All the saints of the Old Testament were justified and sanctified by faith in the “Seed” which was to come (Weimar Edition, 42, 180; St Louis Edition, 1, 296).
Adam and Eve were encouraged by this promise. Wholeheartedly they grasped the hope of their restoration; and full of faith, they saw that God cared about their salvation, since he clearly declares that the male Seed of the woman would prostrate this enemy (American Edition, 1, 193).
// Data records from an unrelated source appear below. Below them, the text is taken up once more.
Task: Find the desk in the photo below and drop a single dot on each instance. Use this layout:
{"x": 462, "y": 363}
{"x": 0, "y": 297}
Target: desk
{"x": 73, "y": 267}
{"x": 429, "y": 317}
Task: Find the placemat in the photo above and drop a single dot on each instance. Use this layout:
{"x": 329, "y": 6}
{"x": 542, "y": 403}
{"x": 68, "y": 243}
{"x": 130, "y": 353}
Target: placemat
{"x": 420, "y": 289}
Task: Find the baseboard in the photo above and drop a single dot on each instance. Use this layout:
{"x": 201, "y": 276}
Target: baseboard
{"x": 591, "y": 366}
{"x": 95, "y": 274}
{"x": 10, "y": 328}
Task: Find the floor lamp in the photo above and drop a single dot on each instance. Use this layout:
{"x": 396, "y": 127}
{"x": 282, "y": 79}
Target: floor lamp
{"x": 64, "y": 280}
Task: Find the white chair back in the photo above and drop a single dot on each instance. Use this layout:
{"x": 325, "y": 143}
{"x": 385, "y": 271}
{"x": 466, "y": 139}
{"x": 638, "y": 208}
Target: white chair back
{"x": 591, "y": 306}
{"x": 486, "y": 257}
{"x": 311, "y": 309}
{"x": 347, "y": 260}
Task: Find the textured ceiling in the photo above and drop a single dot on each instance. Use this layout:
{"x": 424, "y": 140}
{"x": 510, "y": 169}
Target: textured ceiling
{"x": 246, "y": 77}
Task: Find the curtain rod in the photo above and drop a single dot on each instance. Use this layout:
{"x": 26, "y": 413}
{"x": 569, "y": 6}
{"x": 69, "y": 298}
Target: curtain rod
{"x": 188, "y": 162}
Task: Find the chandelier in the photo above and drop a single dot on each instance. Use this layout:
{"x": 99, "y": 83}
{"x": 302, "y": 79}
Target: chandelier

“The woman’s Seed” he says. This means all individuals in general, and yet he is speaking of only one individual, of the Seed of Mary, who is the mother without union with a male. Thus the first little expression, “I shall put enmity between you and the woman” seems to denote all women in general. God wanted to make all women suspect to Satan; on the other hand, he wanted to leave the godly with a very certain hope, so that they might expect this salvation from all who gave birth, until the real one came. In the same way, this “her Seed” is spoken most individually, if one may use the expression, concerning the Seed which was born only to Mary of the tribe of Judah, who was espoused to Joseph (AE 1, 196).
Although Eve was mistaken in this hope [that Cain was the promised Seed of the woman], her words nevertheless reveal that Eve was a holy woman and believed the promise of the future salvation by the blessed Seed (St L, 1, 296).
“The Seed of the Woman shall bruise your head.” This passage is the absolution whereby God acquitted Adam and Eve and all of us (St L 3, 66).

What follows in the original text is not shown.